Es war ein heller Abend nach einem langen Arbeitstag, und er wollte eigentlich nur noch nach Hause. Stattdessen stand er in einer Bar, in welcher er noch nie gewesen war und deren Namen er zuvor nicht gekannt hatte. Der kleine Raum wirkte schummrig und matt, Lichterschlangen zierten Balken und Decke. Der Geruch von Rauch und Bier hing in der Luft, vermischt mit billigem Parfum und einem Hauch Kloake. An einer Wand hing ein gemaltes Bild eines toten Schweines, am Tresen saß ein kleiner betrunkener Mann vor einem leeren Glas, aus kleinen Lautsprechern dröhnten die Hits der Achtzigerjahre.
Er arbeitete als schlechter Reporter für eine schlechte Zeitung und sollte für eine Beitragsreihe über das Nachtleben der kleinen Stadt ein Interview mit der Besitzerin der Bar führen. Sie war dreiundfünfzig Jahre alt, zumindest behauptete sie das mit angemessen rauchiger Stimme. Ihr massiger Oberkörper schien der engen Bluse entfliehen zu wollen, zwischen ihren großen Brüsten verendete ein tätowierter Drache. Die Haut in ihrem runden Gesicht war ein wenig aufgedunsen und ließ auf zu wenig Licht und zu viel Alkohol schließen. Über den Augen lag ein trauriger Schleier, der Blick war trüb und ausgelaugt.

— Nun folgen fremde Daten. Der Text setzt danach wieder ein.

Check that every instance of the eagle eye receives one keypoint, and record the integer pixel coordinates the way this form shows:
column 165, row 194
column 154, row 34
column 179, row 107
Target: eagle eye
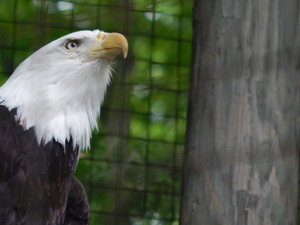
column 72, row 45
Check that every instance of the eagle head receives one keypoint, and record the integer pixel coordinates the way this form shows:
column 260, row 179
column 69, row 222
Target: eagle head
column 59, row 89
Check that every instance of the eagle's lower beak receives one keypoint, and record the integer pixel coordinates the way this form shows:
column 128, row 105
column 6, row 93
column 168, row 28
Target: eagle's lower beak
column 110, row 45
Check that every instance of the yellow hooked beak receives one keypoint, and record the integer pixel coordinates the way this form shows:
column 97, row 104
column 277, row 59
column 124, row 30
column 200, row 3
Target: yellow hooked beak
column 109, row 45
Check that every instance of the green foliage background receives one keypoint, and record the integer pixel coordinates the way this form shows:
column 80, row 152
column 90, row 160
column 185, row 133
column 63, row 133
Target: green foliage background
column 132, row 173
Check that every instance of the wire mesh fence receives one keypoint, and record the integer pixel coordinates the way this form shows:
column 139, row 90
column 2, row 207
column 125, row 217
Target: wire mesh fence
column 132, row 173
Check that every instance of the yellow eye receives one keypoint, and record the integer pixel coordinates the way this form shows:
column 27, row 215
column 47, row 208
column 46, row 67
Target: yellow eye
column 72, row 45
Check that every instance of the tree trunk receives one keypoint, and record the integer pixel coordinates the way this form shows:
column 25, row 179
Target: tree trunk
column 241, row 162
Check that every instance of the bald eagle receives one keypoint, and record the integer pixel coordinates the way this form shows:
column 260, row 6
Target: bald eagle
column 48, row 108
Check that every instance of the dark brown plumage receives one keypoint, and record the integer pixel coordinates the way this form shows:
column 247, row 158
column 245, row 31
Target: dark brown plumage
column 36, row 181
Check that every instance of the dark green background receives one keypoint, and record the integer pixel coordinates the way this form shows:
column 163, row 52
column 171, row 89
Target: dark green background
column 132, row 173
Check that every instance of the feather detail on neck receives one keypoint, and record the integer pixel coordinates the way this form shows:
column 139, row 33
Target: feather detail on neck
column 58, row 110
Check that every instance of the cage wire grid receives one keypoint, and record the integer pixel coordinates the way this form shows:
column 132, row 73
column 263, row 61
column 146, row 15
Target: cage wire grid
column 132, row 173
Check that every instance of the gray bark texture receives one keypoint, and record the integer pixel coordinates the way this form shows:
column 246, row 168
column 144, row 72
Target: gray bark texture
column 241, row 159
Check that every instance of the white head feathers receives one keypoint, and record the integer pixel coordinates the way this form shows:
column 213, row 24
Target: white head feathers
column 58, row 90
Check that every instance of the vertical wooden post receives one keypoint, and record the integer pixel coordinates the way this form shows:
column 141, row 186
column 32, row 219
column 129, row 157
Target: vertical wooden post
column 241, row 162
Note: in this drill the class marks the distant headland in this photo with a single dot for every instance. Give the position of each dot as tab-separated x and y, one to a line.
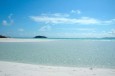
40	37
1	36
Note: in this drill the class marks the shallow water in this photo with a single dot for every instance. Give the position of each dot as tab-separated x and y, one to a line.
61	52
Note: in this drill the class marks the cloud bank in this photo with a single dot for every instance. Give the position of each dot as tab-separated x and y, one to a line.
58	19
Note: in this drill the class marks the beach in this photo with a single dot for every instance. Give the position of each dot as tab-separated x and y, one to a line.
38	60
21	69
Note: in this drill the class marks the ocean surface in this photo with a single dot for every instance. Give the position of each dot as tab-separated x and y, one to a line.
62	52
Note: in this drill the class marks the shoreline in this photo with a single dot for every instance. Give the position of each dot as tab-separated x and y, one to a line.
41	40
23	40
22	69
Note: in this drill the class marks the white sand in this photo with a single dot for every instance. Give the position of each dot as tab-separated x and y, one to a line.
23	40
20	69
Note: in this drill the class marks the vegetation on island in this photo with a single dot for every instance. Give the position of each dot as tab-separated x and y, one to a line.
40	37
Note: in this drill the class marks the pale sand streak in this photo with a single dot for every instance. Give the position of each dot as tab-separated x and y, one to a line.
21	69
23	40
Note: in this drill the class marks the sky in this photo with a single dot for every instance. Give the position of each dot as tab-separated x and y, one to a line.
57	18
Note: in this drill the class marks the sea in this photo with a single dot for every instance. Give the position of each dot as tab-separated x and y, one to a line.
97	53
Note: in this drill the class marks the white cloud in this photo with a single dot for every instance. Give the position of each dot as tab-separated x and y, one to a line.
21	30
56	15
45	28
76	11
63	20
4	22
67	20
10	21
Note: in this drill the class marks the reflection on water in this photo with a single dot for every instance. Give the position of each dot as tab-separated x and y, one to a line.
80	53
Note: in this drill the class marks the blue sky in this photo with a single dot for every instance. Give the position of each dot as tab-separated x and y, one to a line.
57	18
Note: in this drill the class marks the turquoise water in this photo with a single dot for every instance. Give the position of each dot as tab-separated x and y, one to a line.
61	52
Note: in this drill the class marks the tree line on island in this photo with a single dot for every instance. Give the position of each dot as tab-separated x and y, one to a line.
39	36
1	36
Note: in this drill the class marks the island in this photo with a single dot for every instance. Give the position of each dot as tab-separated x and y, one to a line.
108	37
40	37
1	36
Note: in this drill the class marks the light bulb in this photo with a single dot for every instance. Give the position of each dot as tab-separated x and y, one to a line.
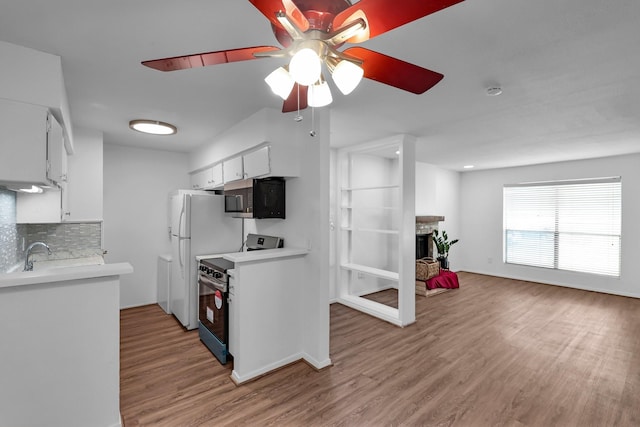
280	82
347	76
305	67
319	95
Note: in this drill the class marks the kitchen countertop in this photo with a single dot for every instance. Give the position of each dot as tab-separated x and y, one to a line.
261	255
63	273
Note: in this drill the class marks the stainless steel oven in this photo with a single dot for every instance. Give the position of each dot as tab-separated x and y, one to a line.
213	307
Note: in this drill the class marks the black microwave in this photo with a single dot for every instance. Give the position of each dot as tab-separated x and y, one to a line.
255	198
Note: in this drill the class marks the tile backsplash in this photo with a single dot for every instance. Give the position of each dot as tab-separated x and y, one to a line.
66	240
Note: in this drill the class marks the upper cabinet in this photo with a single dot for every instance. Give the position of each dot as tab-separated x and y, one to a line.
78	200
232	169
56	152
32	145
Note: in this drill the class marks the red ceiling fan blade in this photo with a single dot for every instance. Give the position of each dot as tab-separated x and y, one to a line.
291	103
269	8
208	58
385	15
394	72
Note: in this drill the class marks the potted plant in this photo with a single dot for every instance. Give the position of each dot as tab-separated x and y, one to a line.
442	246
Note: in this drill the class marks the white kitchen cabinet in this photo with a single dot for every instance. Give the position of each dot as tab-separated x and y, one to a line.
232	169
40	208
217	176
257	163
80	198
199	179
84	190
23	143
56	152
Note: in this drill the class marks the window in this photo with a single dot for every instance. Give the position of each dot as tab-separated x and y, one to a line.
565	225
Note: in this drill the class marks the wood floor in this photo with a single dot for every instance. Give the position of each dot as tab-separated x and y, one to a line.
495	352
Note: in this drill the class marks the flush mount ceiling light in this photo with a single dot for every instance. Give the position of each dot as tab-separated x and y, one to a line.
494	91
153	127
311	32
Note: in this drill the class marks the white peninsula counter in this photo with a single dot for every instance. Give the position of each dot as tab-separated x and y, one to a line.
266	303
60	352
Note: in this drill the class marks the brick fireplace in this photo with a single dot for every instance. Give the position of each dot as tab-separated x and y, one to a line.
424	234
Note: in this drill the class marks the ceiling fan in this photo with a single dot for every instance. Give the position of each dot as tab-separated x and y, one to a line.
311	32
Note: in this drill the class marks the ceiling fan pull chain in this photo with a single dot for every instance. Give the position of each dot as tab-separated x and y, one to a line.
312	132
298	118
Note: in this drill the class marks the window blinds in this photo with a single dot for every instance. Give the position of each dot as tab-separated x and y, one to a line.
566	225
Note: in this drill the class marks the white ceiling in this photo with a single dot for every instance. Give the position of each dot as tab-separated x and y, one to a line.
569	69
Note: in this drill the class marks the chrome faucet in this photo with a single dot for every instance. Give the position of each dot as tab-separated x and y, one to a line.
28	265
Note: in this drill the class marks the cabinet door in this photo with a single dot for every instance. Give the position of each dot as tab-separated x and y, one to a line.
217	178
24	142
39	208
199	179
256	163
56	153
232	169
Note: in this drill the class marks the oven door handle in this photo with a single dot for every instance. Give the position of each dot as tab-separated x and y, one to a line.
211	284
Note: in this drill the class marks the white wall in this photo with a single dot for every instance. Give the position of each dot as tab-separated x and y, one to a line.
86	176
481	221
136	187
438	193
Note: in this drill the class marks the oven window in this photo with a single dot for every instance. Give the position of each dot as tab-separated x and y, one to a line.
213	311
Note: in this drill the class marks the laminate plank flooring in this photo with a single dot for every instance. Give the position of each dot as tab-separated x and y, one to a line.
496	352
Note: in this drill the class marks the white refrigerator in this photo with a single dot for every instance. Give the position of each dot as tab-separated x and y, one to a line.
198	226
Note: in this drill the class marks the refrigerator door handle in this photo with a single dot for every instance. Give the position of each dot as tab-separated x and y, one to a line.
180	241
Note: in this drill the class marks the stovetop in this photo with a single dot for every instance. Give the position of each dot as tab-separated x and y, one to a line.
219	264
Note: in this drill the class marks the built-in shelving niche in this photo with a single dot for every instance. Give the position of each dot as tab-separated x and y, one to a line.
376	242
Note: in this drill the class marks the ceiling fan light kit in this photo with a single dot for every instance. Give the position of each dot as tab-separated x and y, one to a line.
305	67
280	82
311	32
319	95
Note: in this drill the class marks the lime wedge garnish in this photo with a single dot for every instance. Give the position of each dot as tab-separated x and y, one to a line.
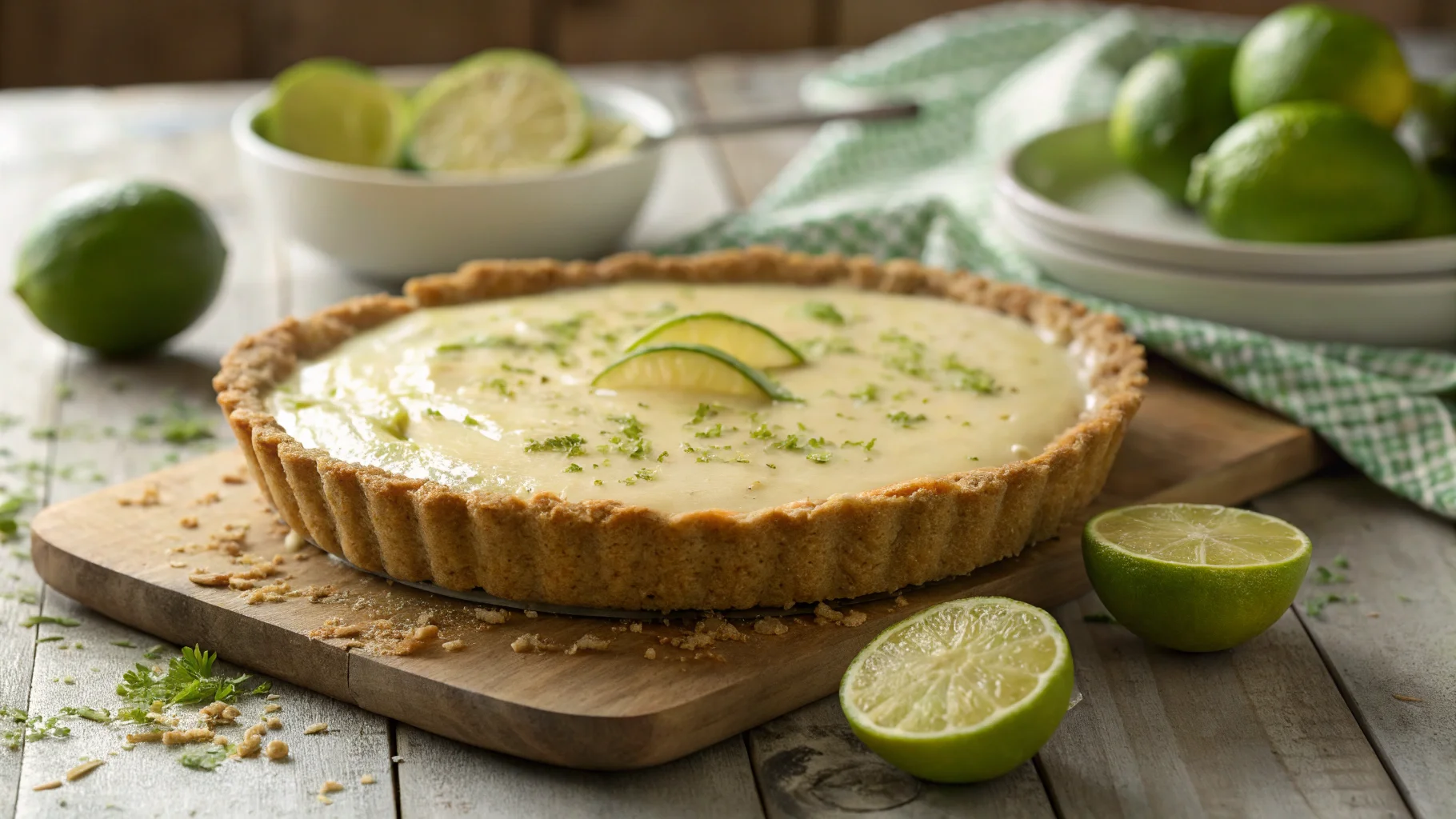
962	691
690	369
740	338
338	111
1194	577
501	110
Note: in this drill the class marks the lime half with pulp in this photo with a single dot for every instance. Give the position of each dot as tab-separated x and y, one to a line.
690	369
338	111
740	338
962	691
497	111
1193	577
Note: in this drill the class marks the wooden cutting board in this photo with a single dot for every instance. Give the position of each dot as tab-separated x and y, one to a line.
609	709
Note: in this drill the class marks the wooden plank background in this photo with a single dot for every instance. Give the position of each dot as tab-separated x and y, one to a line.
106	42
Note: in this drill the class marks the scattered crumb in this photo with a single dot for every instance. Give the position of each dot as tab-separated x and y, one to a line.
186	737
82	770
534	643
770	626
589	643
218	713
150	497
493	616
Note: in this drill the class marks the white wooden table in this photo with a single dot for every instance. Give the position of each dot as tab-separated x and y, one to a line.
1301	722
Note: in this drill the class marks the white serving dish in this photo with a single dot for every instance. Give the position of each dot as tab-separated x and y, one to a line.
1397	310
1069	186
385	225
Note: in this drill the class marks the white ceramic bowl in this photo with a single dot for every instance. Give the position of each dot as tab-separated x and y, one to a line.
1397	310
389	225
1069	186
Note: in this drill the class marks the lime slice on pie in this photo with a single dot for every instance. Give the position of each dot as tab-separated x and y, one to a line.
692	369
962	691
338	111
500	110
1193	577
740	338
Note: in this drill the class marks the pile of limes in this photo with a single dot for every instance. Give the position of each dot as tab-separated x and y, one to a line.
498	111
1287	136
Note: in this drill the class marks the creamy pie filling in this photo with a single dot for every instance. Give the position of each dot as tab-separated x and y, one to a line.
497	396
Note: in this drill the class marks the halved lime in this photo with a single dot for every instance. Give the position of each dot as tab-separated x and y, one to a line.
501	110
740	338
689	367
962	691
337	110
1193	577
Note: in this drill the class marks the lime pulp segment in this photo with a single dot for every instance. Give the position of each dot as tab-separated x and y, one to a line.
689	367
740	338
1200	534
500	111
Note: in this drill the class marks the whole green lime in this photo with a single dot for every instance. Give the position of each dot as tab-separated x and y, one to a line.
1315	53
1194	577
1438	214
1306	172
120	266
1170	108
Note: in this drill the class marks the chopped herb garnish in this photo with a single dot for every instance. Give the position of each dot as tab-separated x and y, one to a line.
40	618
825	312
571	445
905	419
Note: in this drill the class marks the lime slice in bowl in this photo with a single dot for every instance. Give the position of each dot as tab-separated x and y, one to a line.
338	111
690	369
502	110
1193	577
740	338
962	691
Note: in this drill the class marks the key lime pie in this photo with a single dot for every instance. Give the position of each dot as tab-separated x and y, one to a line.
724	431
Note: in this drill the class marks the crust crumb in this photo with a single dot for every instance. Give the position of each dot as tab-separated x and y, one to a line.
589	643
150	497
534	643
493	616
770	626
82	770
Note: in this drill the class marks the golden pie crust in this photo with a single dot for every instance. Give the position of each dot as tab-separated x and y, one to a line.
612	554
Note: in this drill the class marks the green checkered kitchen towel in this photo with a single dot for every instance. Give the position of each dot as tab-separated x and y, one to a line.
992	78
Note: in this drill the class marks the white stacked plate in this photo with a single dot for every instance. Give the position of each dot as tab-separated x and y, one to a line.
1070	207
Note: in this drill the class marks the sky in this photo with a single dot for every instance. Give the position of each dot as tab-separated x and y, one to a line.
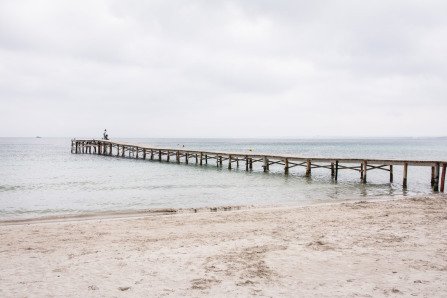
223	69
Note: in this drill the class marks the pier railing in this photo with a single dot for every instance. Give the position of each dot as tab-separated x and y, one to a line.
140	151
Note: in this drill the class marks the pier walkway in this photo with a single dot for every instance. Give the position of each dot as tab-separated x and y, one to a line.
140	151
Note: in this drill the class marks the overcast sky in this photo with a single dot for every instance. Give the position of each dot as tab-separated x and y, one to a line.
223	68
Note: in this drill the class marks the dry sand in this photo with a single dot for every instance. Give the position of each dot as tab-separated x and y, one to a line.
389	248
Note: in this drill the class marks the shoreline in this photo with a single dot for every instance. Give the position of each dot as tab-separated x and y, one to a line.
173	211
363	248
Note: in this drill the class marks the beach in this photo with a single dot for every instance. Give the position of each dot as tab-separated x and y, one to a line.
392	247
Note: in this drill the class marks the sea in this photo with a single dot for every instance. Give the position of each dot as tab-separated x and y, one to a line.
40	177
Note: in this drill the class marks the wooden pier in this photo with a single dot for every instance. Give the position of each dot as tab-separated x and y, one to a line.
178	155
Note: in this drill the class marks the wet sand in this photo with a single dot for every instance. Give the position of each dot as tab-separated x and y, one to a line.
388	248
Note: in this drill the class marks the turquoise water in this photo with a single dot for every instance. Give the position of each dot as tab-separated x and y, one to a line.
40	177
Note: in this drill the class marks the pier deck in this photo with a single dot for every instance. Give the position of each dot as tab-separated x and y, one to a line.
124	149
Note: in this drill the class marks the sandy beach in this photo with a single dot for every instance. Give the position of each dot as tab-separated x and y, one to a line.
387	248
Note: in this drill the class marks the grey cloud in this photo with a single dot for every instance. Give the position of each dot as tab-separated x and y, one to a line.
233	68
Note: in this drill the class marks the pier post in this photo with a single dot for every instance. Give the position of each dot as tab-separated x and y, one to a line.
391	173
443	176
365	168
436	181
432	176
308	168
404	182
265	163
336	170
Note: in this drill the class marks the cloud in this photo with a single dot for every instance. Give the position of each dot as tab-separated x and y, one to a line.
220	69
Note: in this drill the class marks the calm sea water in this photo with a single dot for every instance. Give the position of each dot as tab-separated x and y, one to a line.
40	177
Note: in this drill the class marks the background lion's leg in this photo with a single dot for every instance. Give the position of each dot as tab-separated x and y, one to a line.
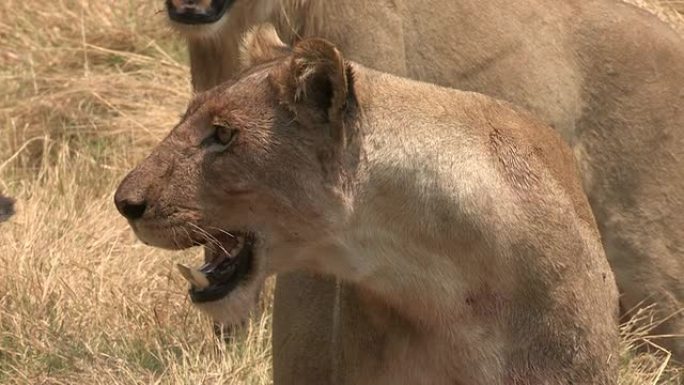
303	324
631	151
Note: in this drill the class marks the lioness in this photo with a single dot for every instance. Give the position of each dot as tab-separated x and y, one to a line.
607	76
458	222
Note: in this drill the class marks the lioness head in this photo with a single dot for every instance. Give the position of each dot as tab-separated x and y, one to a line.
253	172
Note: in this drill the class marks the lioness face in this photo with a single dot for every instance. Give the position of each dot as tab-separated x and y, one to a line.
197	11
250	173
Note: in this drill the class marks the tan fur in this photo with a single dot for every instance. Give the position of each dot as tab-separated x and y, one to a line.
458	224
604	74
6	208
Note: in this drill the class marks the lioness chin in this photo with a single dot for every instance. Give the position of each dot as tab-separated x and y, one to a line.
457	222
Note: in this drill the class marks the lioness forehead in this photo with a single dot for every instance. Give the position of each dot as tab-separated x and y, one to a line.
247	81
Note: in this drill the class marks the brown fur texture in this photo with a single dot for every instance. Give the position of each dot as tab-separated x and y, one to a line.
606	75
458	224
6	208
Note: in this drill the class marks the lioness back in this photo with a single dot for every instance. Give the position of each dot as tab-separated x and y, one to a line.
606	75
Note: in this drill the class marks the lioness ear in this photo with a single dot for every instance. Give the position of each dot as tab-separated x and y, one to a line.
315	84
261	44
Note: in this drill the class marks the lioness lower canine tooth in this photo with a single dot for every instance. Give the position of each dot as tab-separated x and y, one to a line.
195	277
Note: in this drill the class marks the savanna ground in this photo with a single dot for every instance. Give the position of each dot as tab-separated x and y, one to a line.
85	89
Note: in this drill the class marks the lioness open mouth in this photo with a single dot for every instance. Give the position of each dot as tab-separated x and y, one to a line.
229	259
196	15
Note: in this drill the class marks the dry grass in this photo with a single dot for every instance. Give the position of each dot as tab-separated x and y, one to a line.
87	87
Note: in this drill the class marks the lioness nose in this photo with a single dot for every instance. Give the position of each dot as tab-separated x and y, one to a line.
131	209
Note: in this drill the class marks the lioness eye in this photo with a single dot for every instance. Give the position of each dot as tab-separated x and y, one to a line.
221	137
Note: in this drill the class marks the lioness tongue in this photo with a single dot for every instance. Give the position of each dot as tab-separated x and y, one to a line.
219	264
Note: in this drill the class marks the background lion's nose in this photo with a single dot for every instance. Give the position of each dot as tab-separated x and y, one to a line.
131	209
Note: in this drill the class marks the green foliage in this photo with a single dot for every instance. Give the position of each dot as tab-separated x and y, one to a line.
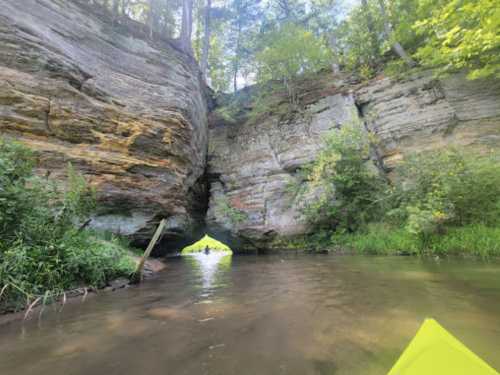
41	253
288	52
475	239
442	202
348	191
461	35
205	242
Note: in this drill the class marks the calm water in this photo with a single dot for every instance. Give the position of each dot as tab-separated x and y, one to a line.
262	315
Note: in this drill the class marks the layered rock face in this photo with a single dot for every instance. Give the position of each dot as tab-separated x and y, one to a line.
128	113
423	113
251	163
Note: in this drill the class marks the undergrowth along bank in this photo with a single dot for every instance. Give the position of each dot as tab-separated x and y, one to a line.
44	249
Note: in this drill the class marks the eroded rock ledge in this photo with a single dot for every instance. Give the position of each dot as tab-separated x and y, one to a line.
252	161
128	113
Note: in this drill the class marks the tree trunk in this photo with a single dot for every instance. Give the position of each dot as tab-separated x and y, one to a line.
187	26
206	41
396	46
371	28
333	46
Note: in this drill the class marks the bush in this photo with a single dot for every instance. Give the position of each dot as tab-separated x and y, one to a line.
348	188
42	254
476	239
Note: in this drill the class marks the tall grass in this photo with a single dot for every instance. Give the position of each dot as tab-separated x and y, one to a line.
474	239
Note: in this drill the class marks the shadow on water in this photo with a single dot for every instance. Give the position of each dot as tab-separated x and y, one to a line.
223	314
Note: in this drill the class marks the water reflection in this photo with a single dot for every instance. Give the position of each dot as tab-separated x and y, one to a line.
294	315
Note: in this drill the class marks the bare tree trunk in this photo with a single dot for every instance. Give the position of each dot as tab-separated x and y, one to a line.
396	46
115	10
206	41
371	27
333	46
187	26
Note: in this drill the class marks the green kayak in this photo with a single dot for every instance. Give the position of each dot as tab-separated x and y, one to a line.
434	351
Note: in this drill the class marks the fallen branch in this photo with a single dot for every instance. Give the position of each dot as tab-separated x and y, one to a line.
138	275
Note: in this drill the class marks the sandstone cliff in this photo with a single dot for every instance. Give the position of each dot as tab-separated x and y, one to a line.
252	161
128	113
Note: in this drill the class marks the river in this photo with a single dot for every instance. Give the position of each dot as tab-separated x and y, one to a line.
279	314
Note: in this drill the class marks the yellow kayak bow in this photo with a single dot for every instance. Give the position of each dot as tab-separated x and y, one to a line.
434	351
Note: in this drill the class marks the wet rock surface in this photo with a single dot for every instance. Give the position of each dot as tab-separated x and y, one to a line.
128	113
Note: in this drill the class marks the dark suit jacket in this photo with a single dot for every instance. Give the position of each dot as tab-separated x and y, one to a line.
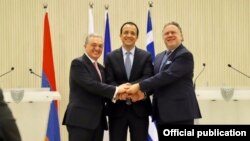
87	93
142	68
8	128
174	97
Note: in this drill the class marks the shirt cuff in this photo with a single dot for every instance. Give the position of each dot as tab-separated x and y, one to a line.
113	99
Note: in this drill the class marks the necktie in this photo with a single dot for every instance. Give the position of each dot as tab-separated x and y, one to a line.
128	64
98	70
167	54
128	70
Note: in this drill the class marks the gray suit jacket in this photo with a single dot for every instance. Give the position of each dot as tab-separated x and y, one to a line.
87	95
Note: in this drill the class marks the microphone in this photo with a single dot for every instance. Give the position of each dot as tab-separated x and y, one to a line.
204	65
230	66
11	69
31	71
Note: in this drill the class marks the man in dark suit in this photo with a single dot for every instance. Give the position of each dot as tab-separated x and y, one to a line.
174	99
126	114
8	128
85	118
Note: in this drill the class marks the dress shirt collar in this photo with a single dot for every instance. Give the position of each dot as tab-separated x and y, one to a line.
132	51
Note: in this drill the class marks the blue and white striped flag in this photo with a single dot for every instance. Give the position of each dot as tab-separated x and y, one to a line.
150	40
152	131
91	21
107	42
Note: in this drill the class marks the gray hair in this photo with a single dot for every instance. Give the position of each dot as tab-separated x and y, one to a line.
90	36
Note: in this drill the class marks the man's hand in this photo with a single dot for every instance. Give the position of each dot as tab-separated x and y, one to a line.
137	97
133	89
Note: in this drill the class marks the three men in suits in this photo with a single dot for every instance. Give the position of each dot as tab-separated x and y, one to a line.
8	128
85	115
126	114
174	99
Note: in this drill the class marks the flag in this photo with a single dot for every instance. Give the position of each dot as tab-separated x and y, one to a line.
107	45
152	132
150	41
91	21
48	80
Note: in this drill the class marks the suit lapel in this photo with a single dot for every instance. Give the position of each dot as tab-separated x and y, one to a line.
91	66
158	61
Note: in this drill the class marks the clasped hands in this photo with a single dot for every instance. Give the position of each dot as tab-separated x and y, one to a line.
129	91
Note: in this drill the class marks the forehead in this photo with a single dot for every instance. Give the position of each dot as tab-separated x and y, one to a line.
171	28
129	27
95	39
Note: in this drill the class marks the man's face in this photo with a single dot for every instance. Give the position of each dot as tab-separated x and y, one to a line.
94	47
129	36
172	37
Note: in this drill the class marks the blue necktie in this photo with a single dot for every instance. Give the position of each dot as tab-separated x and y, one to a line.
165	58
127	64
128	67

Sie hatte viel zu erzählen, immer wieder schweiften ihre Gedanken und Worte zurück in der Zeit, in eine Vergangenheit voller Stolpersteine, denen sie offensichtlich nicht immer auszuweichen vermochte. Wie ein trotziges Kind warf sie mit Erinnerungen um sich, einige schön, andere unschön, sie schleuderte kurze Fragmente in den Raum, ohne lange bei einem Thema zu verweilen. Er hätte nachfragen können, doch auf dem Notizblock in seinen Händen waren andere Fragen vermerkt, und um die ging es doch, daraus hatte er einen Artikel zu fertigen. Außerdem sehnte er den Feierabend herbei und war wenig erpicht darauf, in die Tiefen und Untiefen ihrer Biografie vorzudringen. Darum ging er nicht auf ihre Erinnerungen ein, sondern nutzte ihre Atempausen, um seine Fragen zu stellen. Sie antwortete in kurzen Sätzen und schien sich nicht daran zu stören, dass er kein Interesse an ihren Geschichten zeigte. Nach wenigen Minuten waren sämtliche Fragen beantwortet, alle Punkte abgehakt und das Gespräch zu Ende. Er verließ die Bar und trat in die warme Abendluft, atmete tief ein und aus, um seine Nase vom stickigen Geruch zu befreien.
Der Artikel war wie alle anderen Beiträge der Reihe vor allem langweilig und banal, eine Ansammlung substanzloser Sätze. Nichts daran war interessant, unter keinem einzigen Wort lag etwas anderes verborgen als das, was auf der Oberfläche trieb. Eigentlich müsste er das Interview längst vergessen haben. Und trotzdem geht er hin und wieder zurück, in Gedanken, zurück in jene Bar mit dem toten Schwein an der Wand und den Lichterschlangen an der Decke. Natürlich sitzt kein kleiner betrunkener Mann mehr am Tresen. Und auch die Frau mit dem Drachen zwischen den Brüsten ist nicht da. Sie ist längst verschwunden, er hat sie schon damals verpasst. Dennoch setzt er sich hin, irgendwie, sucht nach Versäumtem. Er stellt keine Fragen, sondern hört einfach zu. Einige Fragmente treiben tatsächlich noch im Raum, vereinzelte Bilder von Erinnerungen. Doch er kann nichts erkennen, alles ist verschwommen, die Bruchstücke vermengen sich zu einer grauen Masse. Bevor er geht, löscht er die Lichterkette. Er atmet tief ein und aus, verharrt kurz. Und verlässt dann die Bar.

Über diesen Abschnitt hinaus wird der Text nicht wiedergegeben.